Have students use the inside back cover of their book to rewrite the sentence fragments on page 10 as complete sentences. Have them mark the subject with an S and the verb with a V. Discuss their findings and write their suggestions on the board. Circle the subject and verb in each sentence.
Word Work: suffix -tion, -sion, -ation
- Have students find the word direction on page 9. Ask them to tell you what the root part of the word is. Write both direct and direction on the board.
- Remind students that the suffix -tion carries the meaning of act or process.
- Explain that often the spelling of the base, or root, word needs to change in order to add the suffix. Have students find the word decision on page 10. Write the word and its root on the board. Point out that the word decide, ends with a final e. Explain that the letters de have been replaced by the suffix -sion.
- Have students find the word information on page 12. Ask them to tell you the root of the word. Write both inform and -ation on the board. Point out that the ending -ation was added in this case.

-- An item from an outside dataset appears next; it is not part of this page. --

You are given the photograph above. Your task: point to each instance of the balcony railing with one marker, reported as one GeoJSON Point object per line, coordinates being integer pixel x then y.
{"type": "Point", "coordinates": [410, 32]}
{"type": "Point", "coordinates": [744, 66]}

- Give students the worksheet and have them create new words using the correct spelling of the suffix. Then have them select 4 of the words and use them in a sentence.
Build Fluency
Independent Reading
- Allow students to read their books independently or with a partner. Partners can take turns reading parts of the book.
Home Connection
- Give students their books to take home to read with parents, caregivers, siblings, or friends.
Expand the Reading
Writing Connection
- Have students imagine they are going skydiving or hang gliding. Have them write a first-person point of view story about how they are feeling about an upcoming jump. Tell them to include details such as where, when, and why they are making the jump. Tell them to title their stories and edit them before sharing with the group.
Math Connection
- Have students look on page 10 to find the approximate cost of hang gliding, and on page 15 to find the approximate cost of skydiving. Have them brainstorm activities they could do to raise money to do the sport of their choice. Have them figure out how many times they would have to perform the chore, such as babysitting or car washing, to make the money to do it.
Assessment
Monitor students to determine if they can:
- make logical predictions based on available text information; revise and/or confirm predictions as they preview and/or read the book
- identify appropriate facts about wind sports and record them on the graphic organizer; use the information on the graphic organizer to make accurate oral statements comparing and contrasting the sports
- consistently identify sentence fragments and rewrite them as complete sentences.
- recognize the suffix -ion (and its variant spellings) and the roots of words from the worksheet; add the suffix to root words, spelling them correctly.